Treasury Investment Growth Receipts (TIGRs) were securities issued by investment firm Merrill Lynch that primarily functioned as synthetic zero-coupon U.S. Treasury bonds.

Treasury Investment Growth Receipts (TIGRs) were bonds and notes which were “stripped” of their coupons, so no interest payments were made. The bonds and notes, designed to be redeemed at maturity in one lump sum, sold at a deep discount to par value. The discount pricing structure had a basis on bond maturity and the current expectations of interest rates. TIGRs issued by Merrill Lynch would also trade on secondary markets. 

BREAKING DOWN Treasury Investment Growth Receipts (TIGRs)

Treasury Investment Growth Receipts (TIGRs) and similar securities became popular in the early 1980s because interest rates were falling from historically high levels seen in the late 1970s. As interest rates fell, bond and note values rose, especially those with longer maturities and fewer coupons. The highest demand was for the zero coupon securities.

In 1982 Merrill Lynch created special purpose entities (SPE) who would buy coupon-bearing Treasury securities. These large investors would “strip” the coupons from the vehicle creating two separate securities. One bond is the equivalent of a zero-coupon certificate, and the other is a set of coupons which might be attractive to other investors.

In 1986, however, Merrill Lynch discontinued TIGRs because the U.S. Treasury began issuing its own zero-coupon bonds called Separate Trading of Registered Interest and Principal of Securities (STRIPS) ().

Impact of Falling Interest Rates on TIGRs

The demand for zero-coupon bonds and notes such as TIGRs, and other similarly structured securities, grew in the climate of falling interest rates. No interest is paid on a zero-coupon bond. It trades at a steep discount to face value, but redemption at maturity is at full face value. That discount fluctuates depending on how much time there is left until maturity and prevailing interest rates.

For example, consider a 30-year bond with a face value of $1,000, issued at a rate of five-percent paid annually. The security would have 30 coupons, each redeemable in successive years for $50 each. At an annual interest rate expectation of five-percent, the bond's redemption of $1,000 would cost about $232 when issued. After 30 years, the redemption of the bond itself is for $1,000.

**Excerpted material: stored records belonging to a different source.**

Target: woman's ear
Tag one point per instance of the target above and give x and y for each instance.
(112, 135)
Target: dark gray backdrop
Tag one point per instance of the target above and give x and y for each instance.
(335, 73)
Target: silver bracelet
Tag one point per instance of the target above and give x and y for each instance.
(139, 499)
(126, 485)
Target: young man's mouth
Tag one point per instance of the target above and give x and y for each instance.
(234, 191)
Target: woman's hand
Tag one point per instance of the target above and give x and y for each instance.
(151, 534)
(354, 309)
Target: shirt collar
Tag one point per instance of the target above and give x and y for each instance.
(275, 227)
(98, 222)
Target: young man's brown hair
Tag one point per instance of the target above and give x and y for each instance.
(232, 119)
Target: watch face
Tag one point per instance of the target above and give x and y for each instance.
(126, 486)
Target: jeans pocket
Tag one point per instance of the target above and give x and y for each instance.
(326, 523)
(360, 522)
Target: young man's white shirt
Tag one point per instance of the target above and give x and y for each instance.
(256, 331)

Such a bond would be worth less stripped of those annual coupons payable over the term of the bond. Its worth would depend entirely on the present value (PV) of the $1,000 face value in 30 years, with its market price based on prevailing interest rate expectations. Suppose the interest rate fell to three percent in the next year. Now, the bond with 29 years to maturity would be worth about $412.

In addition to TIGRs, other firms offered similar securities, known as “felines” because of their acronyms. These included Certificates of Accrual on Treasury Securities (CATS) issued by Salomon Brothers and Lehman Investment Opportunity Notes (LIONs) created by Lehman Brothers. All of these types of securities became obsolete when the U.S. Treasury began offering STRIPS in 1986.